The bill destroys health security for people with employer-sponsored coverage, not just those benefiting from Medicaid expansion and marketplace coverage. This bill would return more than 150 million Americans to the days when a pink slip meant they would lose health insurance, not just their job.

The bill slashes and radically changes the basic Medicaid program, which has nothing to do with the ACA. Federal funding would be cut, with rigid caps in place, for an estimated 68 million seniors, people with disabilities, children, and low-income parents who are projected to qualify for Medicaid under rules in effect long before the ACA. Their care will be rationed and their coverage limited, jeopardizing the long-term care needs of the large baby-boom generation as it grows older.

The bill represents an unprecedented White House power grab, at states’ expense.The bill’s formula for distributing funds to states gives federal authorities enormous new power to change state health care funding levels beginning in 2019. With billions of dollars and tens of millions of people at stake, whatever administration is in power would have the leverage to bend states to its will on almost any issue.

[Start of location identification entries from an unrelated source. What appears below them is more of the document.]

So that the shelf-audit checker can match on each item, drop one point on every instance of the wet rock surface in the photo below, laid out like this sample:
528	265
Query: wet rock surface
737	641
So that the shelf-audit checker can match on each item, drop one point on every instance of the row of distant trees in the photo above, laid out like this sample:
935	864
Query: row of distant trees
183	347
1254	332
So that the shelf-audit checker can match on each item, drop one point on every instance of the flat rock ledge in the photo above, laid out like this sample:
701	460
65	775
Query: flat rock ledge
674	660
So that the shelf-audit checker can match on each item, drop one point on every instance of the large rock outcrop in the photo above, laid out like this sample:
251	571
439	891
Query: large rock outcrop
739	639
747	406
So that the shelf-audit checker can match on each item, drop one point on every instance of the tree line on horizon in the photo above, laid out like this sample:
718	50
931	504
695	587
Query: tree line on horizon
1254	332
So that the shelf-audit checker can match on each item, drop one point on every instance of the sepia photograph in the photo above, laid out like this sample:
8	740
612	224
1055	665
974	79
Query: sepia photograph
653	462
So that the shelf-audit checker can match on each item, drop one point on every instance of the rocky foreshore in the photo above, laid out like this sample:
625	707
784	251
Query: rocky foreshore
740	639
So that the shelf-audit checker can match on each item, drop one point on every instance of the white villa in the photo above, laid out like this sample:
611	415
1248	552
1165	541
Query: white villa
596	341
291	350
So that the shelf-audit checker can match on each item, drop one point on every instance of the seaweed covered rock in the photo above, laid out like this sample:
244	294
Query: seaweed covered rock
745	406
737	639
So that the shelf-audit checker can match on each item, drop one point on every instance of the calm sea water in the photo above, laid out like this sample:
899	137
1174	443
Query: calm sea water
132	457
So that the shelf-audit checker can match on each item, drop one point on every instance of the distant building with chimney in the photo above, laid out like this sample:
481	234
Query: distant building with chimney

Put simply, Graham-Cassidy places at risk affordable and comprehensive health care for all but the wealthy and healthy among us. Congressional leadership attempting to repeal the Affordable Care Act has once again been secretly drafting and revising new ground rules for a sixth of the American economy.  President Trump and his congressional allies are trying to rush this radical, dangerous bill through on a party-line vote before the American people understand what is being proposed.

This partisan legislation would take us backward. It’s time to move forward, with bipartisan policymaking that makes Americans’ health coverage better, not worse!